Trump has announced plans to kick off his reelection campaign during a rally at Orlando’s Amway Center next Tuesday – although he’s been campaigning for some time. DeSantis joined the president during a rally in Panama City Beach on May 8, for example.
Federal legislation providing $19 billion for disaster relief throughout the country, including the Hurricane Michael zone, stalled for eight months in Congress as Trump fought language extending assistance to Puerto Rico.
DeSantis, however, argued that Florida has “gotten a lot done in conjunction with the federal government already, and I think that there’s more we’re going to able to do.”
That will include cooperation on the prescription drugs bill. “I’ve already met with the president since the bill was passed, and he is in favor of doing whatever we can to have cheaper prescription drugs for people,” the governor said.
The legislation (HB 19) allows state officials to shop for pharmaceuticals in Canada, where prices run significantly lower than in the United States, for dispensing by state agencies including the Medicaid and prison systems, and possibly wholesale to pharmacies and insurance providers. The U.S. Department of Health and Human Services would have to approve.
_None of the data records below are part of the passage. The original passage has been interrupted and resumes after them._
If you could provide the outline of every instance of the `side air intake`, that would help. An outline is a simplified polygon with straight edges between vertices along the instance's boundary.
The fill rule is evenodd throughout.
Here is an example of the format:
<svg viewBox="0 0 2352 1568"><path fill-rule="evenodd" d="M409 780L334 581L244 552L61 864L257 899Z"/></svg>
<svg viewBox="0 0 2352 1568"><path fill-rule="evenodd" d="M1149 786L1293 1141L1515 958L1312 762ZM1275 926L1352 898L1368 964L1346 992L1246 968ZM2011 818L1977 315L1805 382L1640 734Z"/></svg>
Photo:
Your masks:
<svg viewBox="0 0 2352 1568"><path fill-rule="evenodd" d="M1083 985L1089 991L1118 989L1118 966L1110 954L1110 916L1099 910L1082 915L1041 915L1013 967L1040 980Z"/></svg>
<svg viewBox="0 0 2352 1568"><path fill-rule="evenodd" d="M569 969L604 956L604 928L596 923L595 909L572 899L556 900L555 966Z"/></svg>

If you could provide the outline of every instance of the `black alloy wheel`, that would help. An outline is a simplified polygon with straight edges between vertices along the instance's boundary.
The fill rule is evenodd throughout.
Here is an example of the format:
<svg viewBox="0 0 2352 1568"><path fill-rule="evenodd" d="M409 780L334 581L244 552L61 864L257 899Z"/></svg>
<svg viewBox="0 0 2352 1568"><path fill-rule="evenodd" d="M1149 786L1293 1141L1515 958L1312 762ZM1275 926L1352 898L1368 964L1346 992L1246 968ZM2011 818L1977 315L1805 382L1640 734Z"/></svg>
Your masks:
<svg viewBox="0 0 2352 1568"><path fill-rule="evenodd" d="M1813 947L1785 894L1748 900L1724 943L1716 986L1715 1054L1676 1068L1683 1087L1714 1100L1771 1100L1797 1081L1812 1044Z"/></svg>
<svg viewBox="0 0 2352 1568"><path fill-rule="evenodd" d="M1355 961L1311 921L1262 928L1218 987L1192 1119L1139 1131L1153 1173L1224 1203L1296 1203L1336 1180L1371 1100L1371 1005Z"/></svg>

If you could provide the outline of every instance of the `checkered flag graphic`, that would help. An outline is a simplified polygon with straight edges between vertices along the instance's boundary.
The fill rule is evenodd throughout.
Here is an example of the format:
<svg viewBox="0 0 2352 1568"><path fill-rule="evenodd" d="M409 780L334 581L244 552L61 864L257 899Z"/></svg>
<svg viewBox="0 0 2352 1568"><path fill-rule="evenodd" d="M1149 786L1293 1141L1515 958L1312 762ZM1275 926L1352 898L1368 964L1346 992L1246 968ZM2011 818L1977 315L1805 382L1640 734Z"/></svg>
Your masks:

The governor plans to sign additional health care legislation soon, he said, including a so-called “telehealth” initiative and the Patient Savings Act (SB 524) which provides incentives for insurers to offer consumers “shared savings incentive programs.”
As for the $91 billion state budget, the Legislature hasn’t sent that to the governor yet, but DeSantis and his aides have already been reviewing the bill, including line items for local projects sought by individual legislators.
“Some of them, obviously, don’t pass muster with me, so they’re not going to make it. There’s others that did pass muster, so they will. And there’s some we have questions about,” DeSantis said. Their legislative sponsors can expect phone calls asking them to justify those projects.